I always wanted to visit Alice in Paris, and had thought of stopping en route from Morocco in September. Regrettably, it was not to be. But here is how I imagine Alice in her Paris apartment, going about her day. The verses are by the American poet, Jane Kenyon, from her poems, "Otherwise" and "Three Small Oranges". First, from "Otherwise":
I got out of bed
on two strong legs.
It might have been
otherwise. I ate
cereal, sweet
milk, ripe, flawless
peach. It might
have been otherwise.
...
I slept in a bed
in a room with paintings
on the walls, and
planned another day
just like this day.
But one day, I know,
it will be otherwise.
And then, from "Three small oranges":
Making supper, I listen to news
from the war, of torture where the air
is black at noon with burning oil,
and of a market in Baghdad, bombed
by accident, where yesterday an old man
carried in his basket a piece of fish
wrapped in paper and tied with string,
and three small hard green oranges.
Alice had a wonderful, wry sense of humour. And one can easily imagine her saying these one-liners by the poet Dorothy Parker:
I don't care what is written about me, so long as it isn't true.

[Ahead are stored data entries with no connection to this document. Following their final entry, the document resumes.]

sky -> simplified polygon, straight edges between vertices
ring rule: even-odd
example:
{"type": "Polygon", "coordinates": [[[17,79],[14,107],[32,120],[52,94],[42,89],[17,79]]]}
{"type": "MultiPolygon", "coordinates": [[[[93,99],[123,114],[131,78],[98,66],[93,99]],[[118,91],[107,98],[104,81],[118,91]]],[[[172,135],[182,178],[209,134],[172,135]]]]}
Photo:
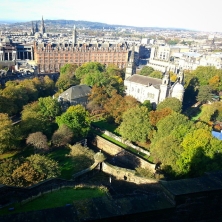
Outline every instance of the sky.
{"type": "Polygon", "coordinates": [[[0,20],[84,20],[222,32],[220,0],[1,0],[0,20]]]}

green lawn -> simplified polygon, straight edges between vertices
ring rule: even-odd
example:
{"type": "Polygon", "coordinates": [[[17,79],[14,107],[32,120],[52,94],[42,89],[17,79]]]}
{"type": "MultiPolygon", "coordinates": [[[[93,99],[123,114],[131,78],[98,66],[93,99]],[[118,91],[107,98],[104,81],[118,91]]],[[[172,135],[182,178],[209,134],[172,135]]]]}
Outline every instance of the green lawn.
{"type": "Polygon", "coordinates": [[[101,129],[106,129],[106,130],[108,130],[108,131],[110,131],[112,133],[117,134],[116,129],[118,128],[118,126],[116,124],[114,124],[114,123],[113,124],[108,123],[106,120],[94,121],[92,123],[92,125],[97,126],[97,127],[101,128],[101,129]]]}
{"type": "Polygon", "coordinates": [[[13,156],[15,156],[16,154],[17,154],[16,151],[15,151],[15,152],[10,152],[10,153],[0,154],[0,160],[13,157],[13,156]]]}
{"type": "Polygon", "coordinates": [[[0,210],[0,215],[12,214],[27,211],[36,211],[47,208],[55,208],[73,204],[74,201],[82,199],[91,199],[105,195],[107,191],[102,188],[63,188],[52,193],[43,194],[26,204],[13,204],[0,210]],[[15,210],[9,211],[14,207],[15,210]]]}
{"type": "Polygon", "coordinates": [[[59,168],[61,170],[61,175],[59,177],[67,180],[70,180],[72,178],[72,175],[76,173],[73,158],[67,156],[69,153],[69,148],[59,148],[46,155],[59,163],[59,168]]]}

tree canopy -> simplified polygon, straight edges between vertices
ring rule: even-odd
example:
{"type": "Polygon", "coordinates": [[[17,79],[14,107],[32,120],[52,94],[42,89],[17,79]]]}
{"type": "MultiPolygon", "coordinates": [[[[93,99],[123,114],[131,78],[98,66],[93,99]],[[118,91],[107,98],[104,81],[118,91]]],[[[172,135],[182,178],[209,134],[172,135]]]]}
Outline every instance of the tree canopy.
{"type": "Polygon", "coordinates": [[[149,110],[145,106],[136,106],[123,114],[119,133],[133,142],[147,142],[152,127],[149,123],[149,110]]]}
{"type": "Polygon", "coordinates": [[[182,111],[182,102],[174,97],[166,98],[164,101],[157,105],[157,110],[164,108],[170,108],[173,111],[180,113],[182,111]]]}

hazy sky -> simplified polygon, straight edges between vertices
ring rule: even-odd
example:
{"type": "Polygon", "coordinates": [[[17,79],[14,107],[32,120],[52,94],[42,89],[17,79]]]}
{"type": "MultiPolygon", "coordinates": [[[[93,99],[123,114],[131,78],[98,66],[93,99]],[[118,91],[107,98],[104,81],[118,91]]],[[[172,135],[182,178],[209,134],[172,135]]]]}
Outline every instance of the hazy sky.
{"type": "Polygon", "coordinates": [[[222,32],[221,0],[0,0],[0,20],[73,19],[222,32]]]}

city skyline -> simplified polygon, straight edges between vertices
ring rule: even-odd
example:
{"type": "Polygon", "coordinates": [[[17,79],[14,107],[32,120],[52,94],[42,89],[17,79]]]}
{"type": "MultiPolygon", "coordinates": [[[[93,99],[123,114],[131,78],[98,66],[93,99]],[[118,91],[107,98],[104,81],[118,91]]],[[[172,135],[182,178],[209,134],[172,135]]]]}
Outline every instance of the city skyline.
{"type": "Polygon", "coordinates": [[[136,27],[184,28],[197,31],[222,32],[219,26],[220,5],[216,0],[156,2],[140,0],[134,4],[127,0],[8,0],[1,3],[1,21],[32,21],[67,19],[102,22],[136,27]]]}

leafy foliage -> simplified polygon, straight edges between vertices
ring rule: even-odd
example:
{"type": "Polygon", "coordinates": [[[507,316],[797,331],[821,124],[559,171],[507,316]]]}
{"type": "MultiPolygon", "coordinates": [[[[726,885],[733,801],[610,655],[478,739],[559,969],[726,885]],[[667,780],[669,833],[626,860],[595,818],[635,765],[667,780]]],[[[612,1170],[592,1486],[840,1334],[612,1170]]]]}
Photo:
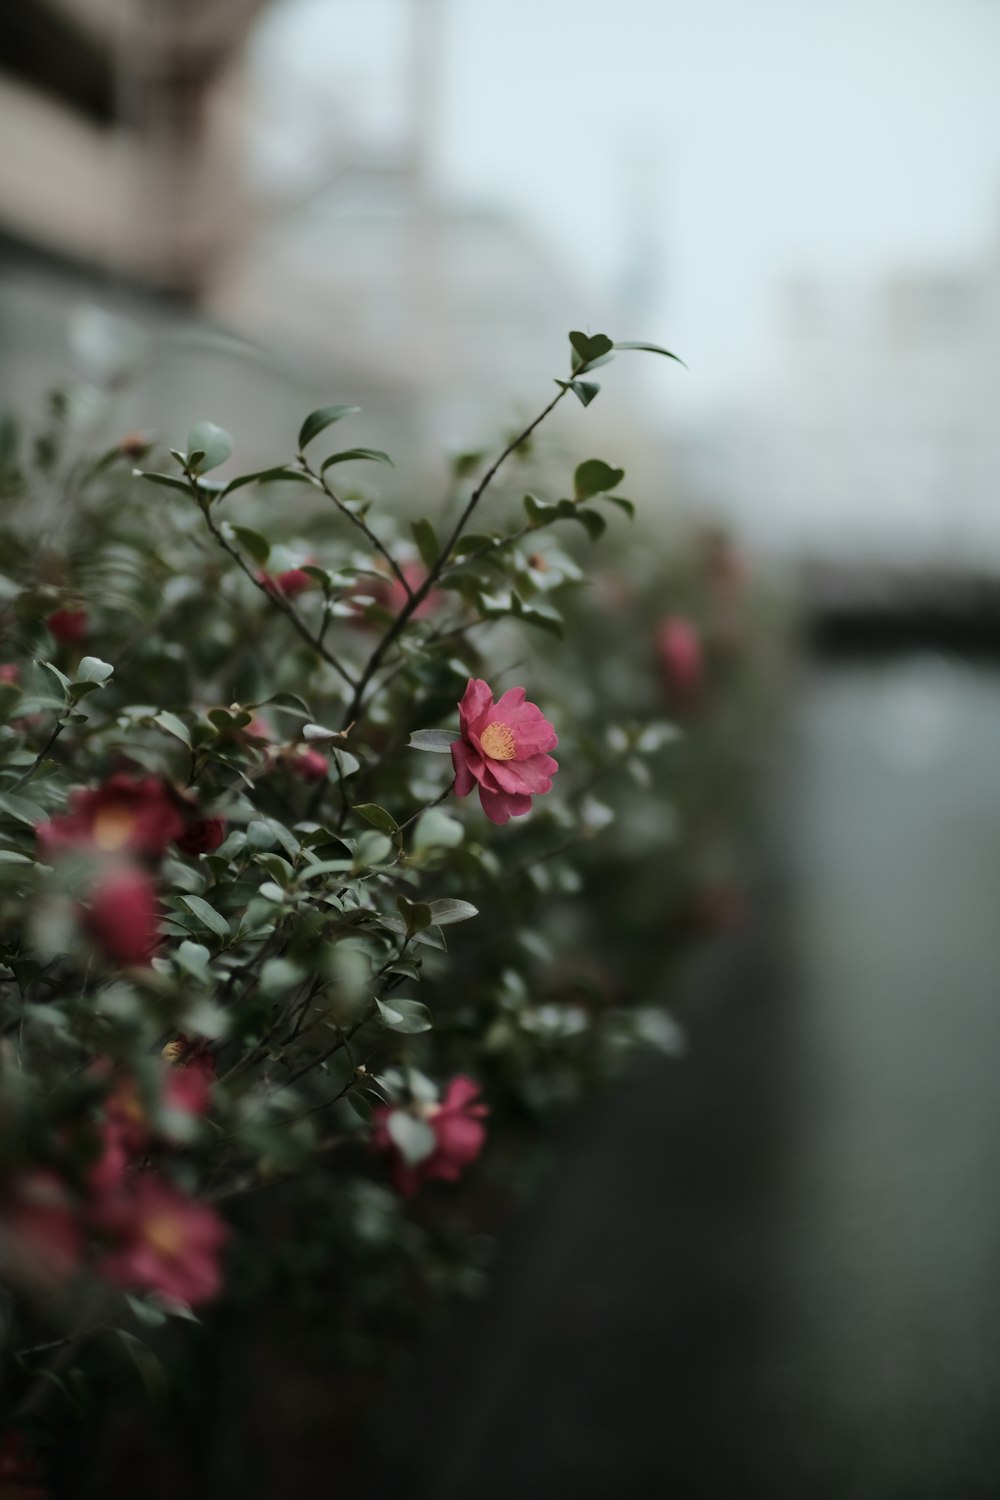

The cure for boredom is curiosity. There is no cure for curiosity.
(Alice, as we know, was incurably curious.)
Finally, I share two verses which evoke my last memory of Alice walking her back to her IIC room after dinner, her arm resting lightly on mine for support. I am sure many other friends have done the same. The first is a verse (slightly modified) from my own poem "On the Passing of Age":
Just beneath the crook of her arm, [her] skin
feels like the velvet blouses in mother's dowry
creased but perfectly preserved.
Or like wings of butterflies I caught as a child.
It leaves behind the same sad remembrance
of fragile colours.
And then, as we reach Alice's room, we find "A Light Left On", as described by the poet May Sarton:
In the evening we came back
Into [y]our yellow room,
For a moment taken aback
To find the light left on,
Falling on silent flowers
Table, book, empty chair
While we had gone elsewhere
Had been away for hours.
...
The deepest world we share
And do not talk about
But have to have, was there,
And by that light found out.
Walking alongside Alice, I can imagine all this and more. But I cannot imagine Alice gone. I can see her still in her room, reading, or nodding off over a book.
This tribute to her was paid at the meeting "Remembering Alice", held in Delhi on September 17.
Bina Agarwal is Professor of Economics, Institute of Economic Growth, Delhi.